The company’s custom chip business, including Trainium and Graviton, carries combined annual revenue run rate over $10 billion, growing triple-digit percentages year-over-year. That emerging revenue stream makes KeyBanc’s longer-term EPS target credible, even if still early innings.
Why the Move Matters Now
With Q1 results due April 29, these upgrades arrive at a pivotal moment. KeyBanc acknowledges caution on Amazon’s operating income in H1 2026 due to gas prices and Leo investment costs, and Amazon’s own guidance flagged approximately $1 billion in higher year-over-year Amazon Leo costs in 2026. Free cash flow has come under pressure, with FY 2025 free cash flow declining to $11.19 billion as capex surged.

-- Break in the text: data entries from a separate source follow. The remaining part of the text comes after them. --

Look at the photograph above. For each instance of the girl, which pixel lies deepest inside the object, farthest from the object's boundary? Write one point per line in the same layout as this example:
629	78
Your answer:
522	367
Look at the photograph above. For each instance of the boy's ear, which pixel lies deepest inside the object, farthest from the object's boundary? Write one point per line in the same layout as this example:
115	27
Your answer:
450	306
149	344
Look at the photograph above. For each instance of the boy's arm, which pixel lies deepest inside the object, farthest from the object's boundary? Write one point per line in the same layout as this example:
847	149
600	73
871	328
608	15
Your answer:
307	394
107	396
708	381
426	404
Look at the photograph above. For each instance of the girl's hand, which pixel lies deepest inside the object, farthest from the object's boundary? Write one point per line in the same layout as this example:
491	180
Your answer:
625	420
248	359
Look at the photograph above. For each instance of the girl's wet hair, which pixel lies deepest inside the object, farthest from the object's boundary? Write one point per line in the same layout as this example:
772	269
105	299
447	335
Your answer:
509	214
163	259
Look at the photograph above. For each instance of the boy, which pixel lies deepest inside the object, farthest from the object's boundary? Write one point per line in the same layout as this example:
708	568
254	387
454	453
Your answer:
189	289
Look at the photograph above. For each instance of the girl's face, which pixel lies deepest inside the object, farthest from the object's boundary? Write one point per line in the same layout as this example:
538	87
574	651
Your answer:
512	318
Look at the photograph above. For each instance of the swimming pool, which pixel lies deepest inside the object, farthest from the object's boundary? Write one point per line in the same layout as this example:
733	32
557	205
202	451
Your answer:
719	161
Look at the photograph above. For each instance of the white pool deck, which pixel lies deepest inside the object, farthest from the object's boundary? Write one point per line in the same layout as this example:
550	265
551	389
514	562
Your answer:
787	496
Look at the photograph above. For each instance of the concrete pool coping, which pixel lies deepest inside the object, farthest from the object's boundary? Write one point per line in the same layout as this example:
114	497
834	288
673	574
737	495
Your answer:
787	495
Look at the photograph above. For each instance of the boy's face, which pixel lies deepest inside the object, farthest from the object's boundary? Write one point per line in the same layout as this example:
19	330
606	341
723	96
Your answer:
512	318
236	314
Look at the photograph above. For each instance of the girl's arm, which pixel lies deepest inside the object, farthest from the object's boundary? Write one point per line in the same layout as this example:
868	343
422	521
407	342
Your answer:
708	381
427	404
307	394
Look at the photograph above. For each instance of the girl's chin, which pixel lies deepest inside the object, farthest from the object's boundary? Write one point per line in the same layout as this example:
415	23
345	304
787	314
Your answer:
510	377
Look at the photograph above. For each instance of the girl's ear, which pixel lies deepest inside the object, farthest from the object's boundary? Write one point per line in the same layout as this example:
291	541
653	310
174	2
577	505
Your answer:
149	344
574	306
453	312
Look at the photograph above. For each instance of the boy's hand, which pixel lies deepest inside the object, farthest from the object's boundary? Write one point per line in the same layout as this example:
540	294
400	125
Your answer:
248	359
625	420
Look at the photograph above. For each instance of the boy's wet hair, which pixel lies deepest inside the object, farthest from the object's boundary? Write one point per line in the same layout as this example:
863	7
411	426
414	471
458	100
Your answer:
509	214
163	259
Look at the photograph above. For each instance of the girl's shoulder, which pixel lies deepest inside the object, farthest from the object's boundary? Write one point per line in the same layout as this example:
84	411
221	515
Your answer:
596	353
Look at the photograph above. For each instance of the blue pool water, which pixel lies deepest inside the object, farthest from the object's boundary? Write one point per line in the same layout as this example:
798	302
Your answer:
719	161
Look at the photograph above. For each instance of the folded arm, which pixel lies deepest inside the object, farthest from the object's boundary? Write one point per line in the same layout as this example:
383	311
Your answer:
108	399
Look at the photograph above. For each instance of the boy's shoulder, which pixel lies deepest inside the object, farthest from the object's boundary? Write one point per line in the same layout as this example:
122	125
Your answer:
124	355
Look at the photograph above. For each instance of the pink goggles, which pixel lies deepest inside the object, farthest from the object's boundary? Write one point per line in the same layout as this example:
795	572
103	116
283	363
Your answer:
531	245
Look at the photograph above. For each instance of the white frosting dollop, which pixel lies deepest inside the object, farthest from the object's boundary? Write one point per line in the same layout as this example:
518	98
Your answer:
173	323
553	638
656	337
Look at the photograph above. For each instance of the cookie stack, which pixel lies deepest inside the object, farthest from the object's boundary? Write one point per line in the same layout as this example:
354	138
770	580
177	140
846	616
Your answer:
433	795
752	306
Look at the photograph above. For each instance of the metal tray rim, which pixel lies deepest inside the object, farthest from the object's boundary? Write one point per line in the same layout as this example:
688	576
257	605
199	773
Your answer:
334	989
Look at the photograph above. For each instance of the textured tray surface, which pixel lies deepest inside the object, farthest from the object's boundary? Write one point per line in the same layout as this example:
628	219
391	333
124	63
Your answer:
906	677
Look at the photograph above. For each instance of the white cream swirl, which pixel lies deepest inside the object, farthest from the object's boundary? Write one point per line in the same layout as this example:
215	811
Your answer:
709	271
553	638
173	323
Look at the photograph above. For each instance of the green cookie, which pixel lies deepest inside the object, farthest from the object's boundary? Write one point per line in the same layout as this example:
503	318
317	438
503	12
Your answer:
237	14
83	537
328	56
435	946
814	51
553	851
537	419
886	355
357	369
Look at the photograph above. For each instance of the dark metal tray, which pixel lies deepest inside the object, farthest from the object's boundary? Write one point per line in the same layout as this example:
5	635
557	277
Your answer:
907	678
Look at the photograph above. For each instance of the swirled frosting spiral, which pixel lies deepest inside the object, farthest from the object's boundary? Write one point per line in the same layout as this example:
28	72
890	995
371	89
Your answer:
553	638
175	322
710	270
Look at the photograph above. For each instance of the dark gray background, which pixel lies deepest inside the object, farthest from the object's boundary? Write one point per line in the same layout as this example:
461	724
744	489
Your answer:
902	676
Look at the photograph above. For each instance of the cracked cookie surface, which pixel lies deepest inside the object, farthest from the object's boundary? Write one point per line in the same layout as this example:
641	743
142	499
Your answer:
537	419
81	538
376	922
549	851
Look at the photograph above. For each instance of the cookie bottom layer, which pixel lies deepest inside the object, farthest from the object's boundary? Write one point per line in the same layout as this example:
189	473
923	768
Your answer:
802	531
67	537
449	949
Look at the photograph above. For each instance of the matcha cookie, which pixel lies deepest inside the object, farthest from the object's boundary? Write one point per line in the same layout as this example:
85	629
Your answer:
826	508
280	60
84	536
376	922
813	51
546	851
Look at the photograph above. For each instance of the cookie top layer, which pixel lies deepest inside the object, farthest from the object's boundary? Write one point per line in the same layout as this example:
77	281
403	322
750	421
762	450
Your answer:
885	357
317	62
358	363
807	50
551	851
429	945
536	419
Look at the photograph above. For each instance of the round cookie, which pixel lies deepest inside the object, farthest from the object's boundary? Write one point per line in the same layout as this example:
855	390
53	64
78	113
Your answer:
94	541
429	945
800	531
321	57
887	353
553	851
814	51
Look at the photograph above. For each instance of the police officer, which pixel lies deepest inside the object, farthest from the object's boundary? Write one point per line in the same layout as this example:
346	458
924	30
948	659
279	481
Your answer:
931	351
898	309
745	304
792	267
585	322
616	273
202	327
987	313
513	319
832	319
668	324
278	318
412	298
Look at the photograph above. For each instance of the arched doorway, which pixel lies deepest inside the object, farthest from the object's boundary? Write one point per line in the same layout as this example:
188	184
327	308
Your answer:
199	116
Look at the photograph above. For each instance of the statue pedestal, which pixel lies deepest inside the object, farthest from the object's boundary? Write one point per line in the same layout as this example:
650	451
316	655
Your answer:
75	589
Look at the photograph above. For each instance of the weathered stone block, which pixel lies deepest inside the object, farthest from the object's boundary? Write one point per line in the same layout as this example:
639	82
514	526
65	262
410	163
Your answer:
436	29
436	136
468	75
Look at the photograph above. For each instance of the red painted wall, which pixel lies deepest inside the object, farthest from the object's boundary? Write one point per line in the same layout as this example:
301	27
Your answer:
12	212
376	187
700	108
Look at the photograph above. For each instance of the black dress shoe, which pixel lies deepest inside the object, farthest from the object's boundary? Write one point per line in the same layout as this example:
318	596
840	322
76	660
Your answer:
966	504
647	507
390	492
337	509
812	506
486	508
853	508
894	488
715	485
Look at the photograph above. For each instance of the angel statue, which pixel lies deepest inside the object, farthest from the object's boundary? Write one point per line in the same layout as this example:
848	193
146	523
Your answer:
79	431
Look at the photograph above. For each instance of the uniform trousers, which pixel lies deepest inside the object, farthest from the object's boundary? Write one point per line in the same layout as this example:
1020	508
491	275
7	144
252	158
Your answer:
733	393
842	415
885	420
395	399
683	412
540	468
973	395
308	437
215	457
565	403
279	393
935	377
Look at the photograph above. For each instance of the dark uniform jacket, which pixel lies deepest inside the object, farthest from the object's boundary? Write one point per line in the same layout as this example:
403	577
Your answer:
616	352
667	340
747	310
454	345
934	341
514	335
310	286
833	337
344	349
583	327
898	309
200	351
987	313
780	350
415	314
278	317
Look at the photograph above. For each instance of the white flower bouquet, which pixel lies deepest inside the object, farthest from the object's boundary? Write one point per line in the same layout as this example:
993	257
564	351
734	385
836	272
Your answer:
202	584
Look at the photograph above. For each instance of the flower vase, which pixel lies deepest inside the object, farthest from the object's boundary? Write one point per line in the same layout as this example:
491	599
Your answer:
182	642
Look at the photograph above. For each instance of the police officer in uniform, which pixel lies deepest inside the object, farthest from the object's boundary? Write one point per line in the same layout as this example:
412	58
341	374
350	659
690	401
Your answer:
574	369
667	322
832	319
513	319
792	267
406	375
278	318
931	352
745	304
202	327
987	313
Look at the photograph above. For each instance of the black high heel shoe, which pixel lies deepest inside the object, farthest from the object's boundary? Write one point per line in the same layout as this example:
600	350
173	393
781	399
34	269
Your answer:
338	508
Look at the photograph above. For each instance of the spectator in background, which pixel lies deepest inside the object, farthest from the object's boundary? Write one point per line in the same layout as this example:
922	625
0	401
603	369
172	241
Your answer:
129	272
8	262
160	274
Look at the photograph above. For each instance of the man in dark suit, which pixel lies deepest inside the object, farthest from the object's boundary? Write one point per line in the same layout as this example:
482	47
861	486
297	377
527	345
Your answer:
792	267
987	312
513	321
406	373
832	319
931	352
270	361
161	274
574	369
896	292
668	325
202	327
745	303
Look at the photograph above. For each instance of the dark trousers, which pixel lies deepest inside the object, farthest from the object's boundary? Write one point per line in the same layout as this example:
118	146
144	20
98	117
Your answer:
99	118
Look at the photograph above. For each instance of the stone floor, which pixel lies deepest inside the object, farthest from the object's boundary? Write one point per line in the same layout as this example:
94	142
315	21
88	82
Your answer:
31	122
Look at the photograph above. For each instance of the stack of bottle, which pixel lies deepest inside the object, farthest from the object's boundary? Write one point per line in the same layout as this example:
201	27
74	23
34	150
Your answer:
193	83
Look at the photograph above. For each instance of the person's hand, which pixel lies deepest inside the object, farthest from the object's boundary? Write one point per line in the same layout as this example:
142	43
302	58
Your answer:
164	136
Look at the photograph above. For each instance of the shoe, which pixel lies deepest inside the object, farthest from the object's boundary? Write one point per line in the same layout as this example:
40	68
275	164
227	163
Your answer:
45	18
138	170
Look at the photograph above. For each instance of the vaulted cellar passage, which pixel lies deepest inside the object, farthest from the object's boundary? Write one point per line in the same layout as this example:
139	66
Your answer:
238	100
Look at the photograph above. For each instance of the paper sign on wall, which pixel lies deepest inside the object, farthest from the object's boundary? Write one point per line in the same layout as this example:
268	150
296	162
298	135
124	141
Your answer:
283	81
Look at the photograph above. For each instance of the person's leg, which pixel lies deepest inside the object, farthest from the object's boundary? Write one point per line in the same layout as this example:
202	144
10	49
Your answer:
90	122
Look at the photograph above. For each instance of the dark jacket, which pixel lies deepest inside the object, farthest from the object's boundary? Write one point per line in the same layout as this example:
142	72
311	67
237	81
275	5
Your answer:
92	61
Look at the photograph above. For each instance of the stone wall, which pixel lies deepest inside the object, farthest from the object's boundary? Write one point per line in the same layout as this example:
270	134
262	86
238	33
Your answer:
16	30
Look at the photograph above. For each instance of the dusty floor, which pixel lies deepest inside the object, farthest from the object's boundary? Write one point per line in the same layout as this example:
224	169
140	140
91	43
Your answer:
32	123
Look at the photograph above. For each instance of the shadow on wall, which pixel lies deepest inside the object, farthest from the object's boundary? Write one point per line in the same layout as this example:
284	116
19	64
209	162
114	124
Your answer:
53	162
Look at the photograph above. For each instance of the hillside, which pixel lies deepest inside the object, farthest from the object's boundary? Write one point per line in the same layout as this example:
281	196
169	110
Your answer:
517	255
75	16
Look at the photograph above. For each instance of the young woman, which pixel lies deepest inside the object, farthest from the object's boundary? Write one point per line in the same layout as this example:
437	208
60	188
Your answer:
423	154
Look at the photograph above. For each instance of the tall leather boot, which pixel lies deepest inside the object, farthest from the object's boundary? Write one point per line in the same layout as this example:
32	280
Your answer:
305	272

The prediction markets reflect real near-term uncertainty. The crowd assigns only a 25% probability of Amazon closing above $260 by end of April, suggesting the market is waiting for the earnings print before committing to the bull case. Tariff uncertainty and macro headwinds add caution heading in. For context on the broader AI infrastructure buildout driving AWS demand, data center spending trends remain a key watchpoint for cloud investors.
What It Means for Your Portfolio
For long-term investors, the dual price target raises signal genuine conviction that AWS’s reacceleration is durable. If AWS prints closer to 28% to 30% growth on April 29, that would validate both firms’ theses and could meaningfully shift sentiment on Amazon stock. The analyst community currently shows 49 Buy ratings and zero Sell ratings, reflecting broad Wall Street confidence.
The near-term setup carries real risk. Amazon’s history shows the stock can decline even on strong earnings beats, as it did in Q2 2025 when it fell 8% on earnings day despite a 26% EPS beat. Patient investors focused on the multi-year AWS and AI story may find the current setup compelling; those with shorter time horizons should weigh volatility risk carefully heading into the print.